= Benjamin S. Graham =

American organizational theorist

Benjamin S. Graham Sr. (1900–1960) was an American organizational theorist and consultant known as a pioneer in the development and application of scientific management and industrial engineering techniques to the office and factory clerical work. He is recognized as the founder of paperwork simplification. He saw a growing need for improvement in information processing back in the 1940s (when the professional and clerical segments of the workforce were still in the minority).

== Biography ==
Graham started his career in the insurance business. In the 1940s he was trained in work simplification by Allan H. Mogensen and Lillian Gilbreth, which had started at the 1944 Work Simplification Conferences at Lake Placid, where he participated in Mogensen's class.

Graham also participated in the programs of the Work Simplification Round Tables at New York University, the spring Methods Conferences conducted by the Wharton School of Finance at the University of Pennsylvania and at UCLA’s Engineering and Management Course. MIT, Northwestern University, Cornell and Georgia are among other colleges that called upon Mr. Graham throughout his career.

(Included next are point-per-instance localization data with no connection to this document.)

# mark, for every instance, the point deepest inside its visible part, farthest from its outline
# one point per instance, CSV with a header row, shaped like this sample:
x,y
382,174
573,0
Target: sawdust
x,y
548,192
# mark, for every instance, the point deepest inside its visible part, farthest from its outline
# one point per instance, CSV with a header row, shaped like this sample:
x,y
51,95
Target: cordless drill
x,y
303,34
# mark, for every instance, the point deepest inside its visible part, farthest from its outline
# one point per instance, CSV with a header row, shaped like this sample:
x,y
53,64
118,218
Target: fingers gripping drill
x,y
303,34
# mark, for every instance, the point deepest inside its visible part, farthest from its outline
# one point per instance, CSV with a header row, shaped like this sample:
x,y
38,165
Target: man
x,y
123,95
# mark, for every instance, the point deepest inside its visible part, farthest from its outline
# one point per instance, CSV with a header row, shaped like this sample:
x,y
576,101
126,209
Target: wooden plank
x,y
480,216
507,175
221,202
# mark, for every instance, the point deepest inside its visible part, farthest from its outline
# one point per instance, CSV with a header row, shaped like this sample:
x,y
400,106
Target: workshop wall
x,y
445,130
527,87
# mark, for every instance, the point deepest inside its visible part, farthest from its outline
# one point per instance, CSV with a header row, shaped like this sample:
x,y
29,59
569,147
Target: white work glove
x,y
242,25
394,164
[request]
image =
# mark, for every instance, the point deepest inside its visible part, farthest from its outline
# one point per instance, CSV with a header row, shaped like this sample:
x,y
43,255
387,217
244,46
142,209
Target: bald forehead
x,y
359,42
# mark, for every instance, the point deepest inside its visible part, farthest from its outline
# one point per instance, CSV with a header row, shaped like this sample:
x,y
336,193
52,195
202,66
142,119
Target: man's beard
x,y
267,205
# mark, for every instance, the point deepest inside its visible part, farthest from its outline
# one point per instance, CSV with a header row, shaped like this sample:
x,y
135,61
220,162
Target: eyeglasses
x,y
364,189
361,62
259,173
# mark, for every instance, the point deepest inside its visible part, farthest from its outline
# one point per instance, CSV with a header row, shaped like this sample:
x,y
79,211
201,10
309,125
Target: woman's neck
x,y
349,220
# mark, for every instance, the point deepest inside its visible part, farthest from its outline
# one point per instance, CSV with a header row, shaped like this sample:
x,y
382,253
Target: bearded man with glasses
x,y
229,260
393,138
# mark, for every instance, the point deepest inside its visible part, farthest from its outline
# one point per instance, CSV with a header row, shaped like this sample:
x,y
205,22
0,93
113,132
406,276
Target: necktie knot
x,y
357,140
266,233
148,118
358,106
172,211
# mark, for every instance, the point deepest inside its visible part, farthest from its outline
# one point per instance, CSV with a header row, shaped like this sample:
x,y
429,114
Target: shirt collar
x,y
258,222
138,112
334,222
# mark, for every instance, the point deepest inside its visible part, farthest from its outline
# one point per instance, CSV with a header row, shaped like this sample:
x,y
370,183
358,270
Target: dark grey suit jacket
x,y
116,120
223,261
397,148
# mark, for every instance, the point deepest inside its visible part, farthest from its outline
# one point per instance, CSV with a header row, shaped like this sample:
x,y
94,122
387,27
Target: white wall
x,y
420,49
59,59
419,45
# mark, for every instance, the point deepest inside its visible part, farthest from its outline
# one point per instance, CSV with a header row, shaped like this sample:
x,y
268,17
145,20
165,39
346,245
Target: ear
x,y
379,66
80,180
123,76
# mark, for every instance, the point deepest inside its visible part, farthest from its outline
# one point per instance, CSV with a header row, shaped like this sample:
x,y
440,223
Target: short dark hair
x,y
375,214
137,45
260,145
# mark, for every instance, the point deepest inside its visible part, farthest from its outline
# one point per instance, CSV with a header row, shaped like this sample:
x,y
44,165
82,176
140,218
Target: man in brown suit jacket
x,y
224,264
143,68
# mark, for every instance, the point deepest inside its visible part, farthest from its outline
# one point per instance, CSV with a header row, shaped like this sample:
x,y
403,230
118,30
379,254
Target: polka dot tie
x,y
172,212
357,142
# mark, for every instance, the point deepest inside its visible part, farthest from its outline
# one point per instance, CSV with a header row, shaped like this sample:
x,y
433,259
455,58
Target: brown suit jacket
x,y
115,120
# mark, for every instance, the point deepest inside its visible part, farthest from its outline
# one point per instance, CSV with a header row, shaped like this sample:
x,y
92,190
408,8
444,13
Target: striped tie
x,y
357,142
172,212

Graham organized and directed the Paperwork Simplification Conferences held at Madison, Wisconsin in the spring and fall, at the Seigniory Club, Quebec, Canada in the spring and at the University of Dayton, Ohio in the fall. He conducted many sold-out public training workshops between 1953 and 1959 along with numerous in-house workshops for organizations in the US, Canada, and South America. He also conducted hundreds of speaking engagements to professional societies. Ben S. Graham, Sr. died in 1960 at the age of 59.

== Work ==
Graham had adapted the Gilbreth flow process charts that were being used to improve factory work for use with more complex business processes. He was working with the Standard Register Company of Dayton, Ohio. His purpose was to display processes so that employee teams could study them and streamline them. Graham was invited to join Mogensen’s staff to provide instruction in paperwork simplification at Mogensen’s Work Simplification Conferences.

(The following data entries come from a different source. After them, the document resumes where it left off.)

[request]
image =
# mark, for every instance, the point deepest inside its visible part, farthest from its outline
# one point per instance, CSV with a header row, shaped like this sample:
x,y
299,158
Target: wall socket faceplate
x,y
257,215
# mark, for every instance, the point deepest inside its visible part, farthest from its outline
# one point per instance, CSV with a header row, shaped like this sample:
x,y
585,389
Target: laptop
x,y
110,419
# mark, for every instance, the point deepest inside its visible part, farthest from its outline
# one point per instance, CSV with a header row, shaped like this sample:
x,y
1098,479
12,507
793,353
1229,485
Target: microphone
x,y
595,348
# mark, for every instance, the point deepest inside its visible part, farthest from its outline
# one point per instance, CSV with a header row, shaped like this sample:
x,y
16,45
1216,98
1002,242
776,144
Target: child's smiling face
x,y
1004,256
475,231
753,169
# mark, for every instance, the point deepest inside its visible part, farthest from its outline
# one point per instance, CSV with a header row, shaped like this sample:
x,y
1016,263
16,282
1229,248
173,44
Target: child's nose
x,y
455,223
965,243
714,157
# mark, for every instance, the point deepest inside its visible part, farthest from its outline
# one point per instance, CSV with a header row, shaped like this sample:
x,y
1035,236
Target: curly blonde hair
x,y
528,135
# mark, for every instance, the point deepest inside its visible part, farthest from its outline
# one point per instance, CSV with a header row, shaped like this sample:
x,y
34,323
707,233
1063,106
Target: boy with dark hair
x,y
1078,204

Graham was a prolific author with articles on Work Simplification and Management Methods, particularly as applied to office and paperwork, that appeared in Fortune, Industrial Engineering Magazine and a great variety of professional and other journals here and abroad. Standard Register published a collection of his articles that appeared in their PS magazine called Paperwork Simplification for Better Management Control.

His process-charting technique is now used worldwide for Business Process Improvement.

== Selected publications ==

- Graham, Ben S. "Paperwork Simplification." Industrial Management Institute (1950).